Products types sold by the major supermarkets include:

Clothing: Tesco’s share of the clothing sector overtook Asda’s in 2008, its share rising to 9.3% and Asda’s rising to 8.3% putting the chains in third and fourth place. Marks & Spencer’s share was 11.4%. Tesco launched its clothing lines, including Cherokee and Florence and Fred, in 2002. In November 2006, Tesco announced that it would start a massive expansion of its clothing operations, including building stores within stores, selling more up-market clothes, and an online fashion catalogue (see Guardian coverage for further information). The supermarket chains have come under considerable scrutiny for the poor working conditions faced by many of the people - often women- producing their clothes in countries such as Bangladesh, Sri Lanka and China. See the workers overseas section for more information.

Books, CDs, DVDs, games: Supermarkets tend to stock only the best sellers in each of these areas, so as supermarkets gain an increasing market share in these products, consumer choice will shrink. Tesco’s website now sells music downloads as well. 

Electrical goods, household products, furniture: This range of goods has become increasingly important particularly for Tesco and Asda’s large format hypermarket stores. Tesco launched a delivery service in October 2006 for household and electrical items. Asda announced an expansion of its online services in November 2006 in response.
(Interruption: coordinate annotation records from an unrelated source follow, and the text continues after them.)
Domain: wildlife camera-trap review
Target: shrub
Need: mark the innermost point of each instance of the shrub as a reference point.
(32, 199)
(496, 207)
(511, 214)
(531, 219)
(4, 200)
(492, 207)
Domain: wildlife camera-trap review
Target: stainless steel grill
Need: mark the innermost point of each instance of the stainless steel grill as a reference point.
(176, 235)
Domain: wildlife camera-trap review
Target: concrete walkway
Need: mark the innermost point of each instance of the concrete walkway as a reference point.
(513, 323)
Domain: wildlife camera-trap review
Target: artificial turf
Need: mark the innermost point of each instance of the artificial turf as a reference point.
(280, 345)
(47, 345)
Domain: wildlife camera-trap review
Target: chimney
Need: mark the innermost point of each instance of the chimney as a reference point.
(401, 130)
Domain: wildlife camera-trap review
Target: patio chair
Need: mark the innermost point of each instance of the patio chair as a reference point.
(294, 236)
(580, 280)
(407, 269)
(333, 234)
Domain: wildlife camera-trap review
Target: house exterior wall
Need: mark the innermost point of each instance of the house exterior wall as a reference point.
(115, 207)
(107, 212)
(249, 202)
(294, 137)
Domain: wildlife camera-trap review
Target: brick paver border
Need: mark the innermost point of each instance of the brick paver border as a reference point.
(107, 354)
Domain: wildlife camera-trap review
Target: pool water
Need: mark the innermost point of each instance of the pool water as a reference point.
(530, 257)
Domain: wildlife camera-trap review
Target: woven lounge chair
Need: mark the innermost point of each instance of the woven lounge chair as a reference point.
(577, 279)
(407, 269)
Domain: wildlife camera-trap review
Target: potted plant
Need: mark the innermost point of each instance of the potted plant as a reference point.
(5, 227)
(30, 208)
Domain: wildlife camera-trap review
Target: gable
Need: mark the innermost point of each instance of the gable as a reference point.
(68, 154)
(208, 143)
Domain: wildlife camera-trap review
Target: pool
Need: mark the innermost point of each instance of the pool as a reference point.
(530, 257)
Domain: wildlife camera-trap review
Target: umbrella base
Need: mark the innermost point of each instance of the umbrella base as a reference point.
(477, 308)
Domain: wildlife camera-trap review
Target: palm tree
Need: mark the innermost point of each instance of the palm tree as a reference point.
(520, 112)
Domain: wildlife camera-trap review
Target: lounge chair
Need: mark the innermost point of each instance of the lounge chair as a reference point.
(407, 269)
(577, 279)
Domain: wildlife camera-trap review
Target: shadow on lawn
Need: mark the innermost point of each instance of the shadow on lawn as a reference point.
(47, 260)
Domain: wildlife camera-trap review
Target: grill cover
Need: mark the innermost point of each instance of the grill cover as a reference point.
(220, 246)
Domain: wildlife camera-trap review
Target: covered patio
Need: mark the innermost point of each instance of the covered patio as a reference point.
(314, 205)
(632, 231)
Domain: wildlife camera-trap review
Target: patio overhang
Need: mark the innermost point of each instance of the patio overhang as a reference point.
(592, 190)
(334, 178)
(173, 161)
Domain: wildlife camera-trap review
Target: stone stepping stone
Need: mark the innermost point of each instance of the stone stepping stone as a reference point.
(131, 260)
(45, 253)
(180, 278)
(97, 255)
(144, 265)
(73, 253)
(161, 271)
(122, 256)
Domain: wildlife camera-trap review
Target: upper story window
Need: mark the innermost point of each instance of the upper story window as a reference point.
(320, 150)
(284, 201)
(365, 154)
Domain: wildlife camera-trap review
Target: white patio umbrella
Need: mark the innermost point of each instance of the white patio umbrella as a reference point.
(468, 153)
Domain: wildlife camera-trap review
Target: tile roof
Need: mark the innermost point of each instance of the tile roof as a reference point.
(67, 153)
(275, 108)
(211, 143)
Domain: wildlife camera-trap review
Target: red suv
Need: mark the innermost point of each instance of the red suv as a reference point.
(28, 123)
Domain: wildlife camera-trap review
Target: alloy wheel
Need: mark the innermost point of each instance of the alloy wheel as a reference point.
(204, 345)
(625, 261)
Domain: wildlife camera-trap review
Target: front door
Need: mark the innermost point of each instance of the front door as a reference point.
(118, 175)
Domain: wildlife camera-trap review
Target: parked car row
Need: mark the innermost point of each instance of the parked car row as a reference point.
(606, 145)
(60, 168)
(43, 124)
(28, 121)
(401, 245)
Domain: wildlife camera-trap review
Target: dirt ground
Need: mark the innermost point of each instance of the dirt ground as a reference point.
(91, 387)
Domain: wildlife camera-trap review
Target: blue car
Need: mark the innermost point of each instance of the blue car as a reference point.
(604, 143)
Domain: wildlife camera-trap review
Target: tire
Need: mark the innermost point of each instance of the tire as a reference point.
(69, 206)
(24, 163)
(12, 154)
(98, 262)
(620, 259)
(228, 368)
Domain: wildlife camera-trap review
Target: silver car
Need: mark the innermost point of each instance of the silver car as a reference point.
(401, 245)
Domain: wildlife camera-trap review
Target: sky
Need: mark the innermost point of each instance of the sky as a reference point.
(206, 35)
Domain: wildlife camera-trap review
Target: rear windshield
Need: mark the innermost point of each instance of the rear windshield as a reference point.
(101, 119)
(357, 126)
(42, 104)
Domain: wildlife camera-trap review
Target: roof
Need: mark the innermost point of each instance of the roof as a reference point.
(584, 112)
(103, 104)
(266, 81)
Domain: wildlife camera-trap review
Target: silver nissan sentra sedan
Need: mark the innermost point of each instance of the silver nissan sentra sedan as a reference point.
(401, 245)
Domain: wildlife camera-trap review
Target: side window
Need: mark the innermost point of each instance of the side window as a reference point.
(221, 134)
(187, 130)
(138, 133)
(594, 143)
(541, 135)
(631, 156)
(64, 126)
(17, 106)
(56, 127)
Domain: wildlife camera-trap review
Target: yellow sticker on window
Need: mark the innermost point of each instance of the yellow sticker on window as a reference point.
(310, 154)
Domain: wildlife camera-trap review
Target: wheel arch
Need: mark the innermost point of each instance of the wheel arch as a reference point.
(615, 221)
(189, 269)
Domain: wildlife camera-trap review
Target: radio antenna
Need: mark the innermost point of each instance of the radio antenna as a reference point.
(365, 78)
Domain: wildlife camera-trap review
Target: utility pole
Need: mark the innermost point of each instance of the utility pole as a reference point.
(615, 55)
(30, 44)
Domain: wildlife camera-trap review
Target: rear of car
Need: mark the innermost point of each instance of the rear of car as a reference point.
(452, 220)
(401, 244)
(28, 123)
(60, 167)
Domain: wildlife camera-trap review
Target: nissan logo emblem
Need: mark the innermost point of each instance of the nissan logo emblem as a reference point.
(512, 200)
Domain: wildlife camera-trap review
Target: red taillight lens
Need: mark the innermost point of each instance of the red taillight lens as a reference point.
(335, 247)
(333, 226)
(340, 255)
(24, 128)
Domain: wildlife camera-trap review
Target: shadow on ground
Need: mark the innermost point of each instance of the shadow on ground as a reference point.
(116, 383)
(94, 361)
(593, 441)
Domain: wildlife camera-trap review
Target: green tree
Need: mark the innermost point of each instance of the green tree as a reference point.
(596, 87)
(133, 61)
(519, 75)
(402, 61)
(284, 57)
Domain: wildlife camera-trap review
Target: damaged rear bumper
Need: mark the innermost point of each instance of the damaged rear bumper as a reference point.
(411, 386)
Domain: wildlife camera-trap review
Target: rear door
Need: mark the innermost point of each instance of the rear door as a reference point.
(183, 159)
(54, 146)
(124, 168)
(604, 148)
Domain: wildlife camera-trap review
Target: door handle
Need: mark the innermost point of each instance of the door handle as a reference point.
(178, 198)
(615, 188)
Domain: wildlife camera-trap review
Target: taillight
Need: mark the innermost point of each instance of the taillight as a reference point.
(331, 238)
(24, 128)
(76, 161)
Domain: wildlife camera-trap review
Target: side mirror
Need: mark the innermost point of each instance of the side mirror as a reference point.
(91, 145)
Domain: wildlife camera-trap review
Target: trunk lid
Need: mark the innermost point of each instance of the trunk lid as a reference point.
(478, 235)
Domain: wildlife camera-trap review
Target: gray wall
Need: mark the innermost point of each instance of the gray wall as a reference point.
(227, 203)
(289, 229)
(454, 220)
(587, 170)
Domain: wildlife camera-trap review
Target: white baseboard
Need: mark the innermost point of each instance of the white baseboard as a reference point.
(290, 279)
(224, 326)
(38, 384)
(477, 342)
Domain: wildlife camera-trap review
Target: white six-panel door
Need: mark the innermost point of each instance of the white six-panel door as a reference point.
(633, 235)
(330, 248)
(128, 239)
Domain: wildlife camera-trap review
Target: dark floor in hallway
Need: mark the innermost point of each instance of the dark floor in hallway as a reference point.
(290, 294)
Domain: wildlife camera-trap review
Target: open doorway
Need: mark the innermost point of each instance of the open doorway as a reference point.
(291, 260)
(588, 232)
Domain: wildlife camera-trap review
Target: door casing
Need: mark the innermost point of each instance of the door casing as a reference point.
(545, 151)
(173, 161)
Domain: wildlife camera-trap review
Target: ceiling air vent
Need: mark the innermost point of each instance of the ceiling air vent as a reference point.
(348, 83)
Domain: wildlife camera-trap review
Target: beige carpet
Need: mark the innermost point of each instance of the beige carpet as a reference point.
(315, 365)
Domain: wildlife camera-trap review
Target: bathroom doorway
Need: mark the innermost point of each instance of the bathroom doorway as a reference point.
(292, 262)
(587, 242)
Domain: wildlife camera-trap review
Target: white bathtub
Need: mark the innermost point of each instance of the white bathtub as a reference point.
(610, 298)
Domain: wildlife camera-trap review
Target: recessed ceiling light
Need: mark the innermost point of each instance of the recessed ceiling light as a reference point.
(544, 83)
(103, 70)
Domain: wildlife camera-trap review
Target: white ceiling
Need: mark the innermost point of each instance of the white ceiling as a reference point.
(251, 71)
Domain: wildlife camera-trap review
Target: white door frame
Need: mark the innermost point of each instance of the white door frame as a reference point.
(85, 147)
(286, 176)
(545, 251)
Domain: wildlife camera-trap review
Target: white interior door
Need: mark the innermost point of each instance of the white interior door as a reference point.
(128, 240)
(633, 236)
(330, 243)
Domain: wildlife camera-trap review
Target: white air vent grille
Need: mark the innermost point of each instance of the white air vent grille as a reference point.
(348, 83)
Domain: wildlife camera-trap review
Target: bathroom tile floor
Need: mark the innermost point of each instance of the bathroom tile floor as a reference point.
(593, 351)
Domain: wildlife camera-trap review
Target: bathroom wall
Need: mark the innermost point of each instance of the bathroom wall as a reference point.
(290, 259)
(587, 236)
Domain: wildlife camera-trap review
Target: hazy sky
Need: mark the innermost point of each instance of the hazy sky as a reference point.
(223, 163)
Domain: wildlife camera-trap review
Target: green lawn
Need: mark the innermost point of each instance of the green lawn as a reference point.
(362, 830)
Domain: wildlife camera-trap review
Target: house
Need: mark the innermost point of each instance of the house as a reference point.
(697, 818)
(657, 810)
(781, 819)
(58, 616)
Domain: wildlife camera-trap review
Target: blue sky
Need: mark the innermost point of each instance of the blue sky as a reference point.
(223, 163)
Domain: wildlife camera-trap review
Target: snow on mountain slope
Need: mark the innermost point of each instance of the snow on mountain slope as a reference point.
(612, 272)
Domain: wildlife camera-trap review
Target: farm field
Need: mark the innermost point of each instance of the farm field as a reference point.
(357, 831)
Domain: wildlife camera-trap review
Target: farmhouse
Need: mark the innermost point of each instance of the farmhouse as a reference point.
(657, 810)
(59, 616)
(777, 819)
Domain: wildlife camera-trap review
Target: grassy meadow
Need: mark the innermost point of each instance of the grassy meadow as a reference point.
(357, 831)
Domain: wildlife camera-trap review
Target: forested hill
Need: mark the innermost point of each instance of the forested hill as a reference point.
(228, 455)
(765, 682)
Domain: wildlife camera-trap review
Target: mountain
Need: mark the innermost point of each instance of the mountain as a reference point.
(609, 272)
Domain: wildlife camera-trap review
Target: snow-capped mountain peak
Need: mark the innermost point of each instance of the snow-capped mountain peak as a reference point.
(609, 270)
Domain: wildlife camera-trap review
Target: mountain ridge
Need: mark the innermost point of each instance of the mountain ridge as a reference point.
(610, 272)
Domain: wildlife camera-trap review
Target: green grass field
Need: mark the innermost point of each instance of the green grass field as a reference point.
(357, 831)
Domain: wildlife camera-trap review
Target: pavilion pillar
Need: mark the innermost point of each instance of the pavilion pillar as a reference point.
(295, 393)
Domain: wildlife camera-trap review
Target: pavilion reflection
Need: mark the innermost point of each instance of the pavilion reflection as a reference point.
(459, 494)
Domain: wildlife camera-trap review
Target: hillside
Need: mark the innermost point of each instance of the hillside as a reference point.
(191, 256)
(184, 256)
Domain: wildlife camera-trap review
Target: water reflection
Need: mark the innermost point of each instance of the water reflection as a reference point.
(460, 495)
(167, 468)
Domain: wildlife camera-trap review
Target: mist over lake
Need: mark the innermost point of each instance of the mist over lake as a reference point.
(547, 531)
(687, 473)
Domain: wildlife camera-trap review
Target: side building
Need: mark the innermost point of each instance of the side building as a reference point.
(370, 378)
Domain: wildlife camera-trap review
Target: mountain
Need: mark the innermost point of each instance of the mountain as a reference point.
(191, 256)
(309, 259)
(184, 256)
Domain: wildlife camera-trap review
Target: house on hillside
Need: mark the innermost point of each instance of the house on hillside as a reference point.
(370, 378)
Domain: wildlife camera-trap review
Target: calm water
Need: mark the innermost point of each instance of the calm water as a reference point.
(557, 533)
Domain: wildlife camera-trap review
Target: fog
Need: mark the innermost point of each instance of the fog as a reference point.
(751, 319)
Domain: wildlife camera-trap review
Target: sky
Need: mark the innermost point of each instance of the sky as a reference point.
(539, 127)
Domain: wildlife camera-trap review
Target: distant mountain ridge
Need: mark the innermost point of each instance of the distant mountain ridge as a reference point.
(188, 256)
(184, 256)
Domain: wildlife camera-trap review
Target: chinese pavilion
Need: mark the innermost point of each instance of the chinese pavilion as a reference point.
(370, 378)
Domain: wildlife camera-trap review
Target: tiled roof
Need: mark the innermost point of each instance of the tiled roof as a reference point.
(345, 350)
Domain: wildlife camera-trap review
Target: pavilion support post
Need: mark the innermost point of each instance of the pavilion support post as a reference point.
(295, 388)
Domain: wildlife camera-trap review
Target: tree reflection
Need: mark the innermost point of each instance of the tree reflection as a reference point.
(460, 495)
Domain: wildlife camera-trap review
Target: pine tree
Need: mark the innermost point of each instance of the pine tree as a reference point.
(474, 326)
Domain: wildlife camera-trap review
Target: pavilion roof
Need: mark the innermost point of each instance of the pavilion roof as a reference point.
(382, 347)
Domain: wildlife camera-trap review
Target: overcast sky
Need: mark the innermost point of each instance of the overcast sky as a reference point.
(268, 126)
Petrol: Supermarkets started selling petrol in the 1970s, and it has become an important part of supermarkets’ business. Over the past few years, Tesco and Sainsbury’s in particular have begun building smaller stores in High Street locations and these often work well with petrol station forecourt format stores.

Tyres: in January 2011 Tesco announced it is moving into the tyre trade and teaming up with Blackcircles.com, a tyre specialist company run by former Tesco worker Mike Welch More details are in this article in the Daily Telegraph, 18th January 2011.

Cars: in March 2011 Tesco launched Tescocars.com and entered secondhand car market. Read the article in the Guardian, 3rd April 2011. However, the site was closed down a year later in April 2012 due to a lack of stock to sell.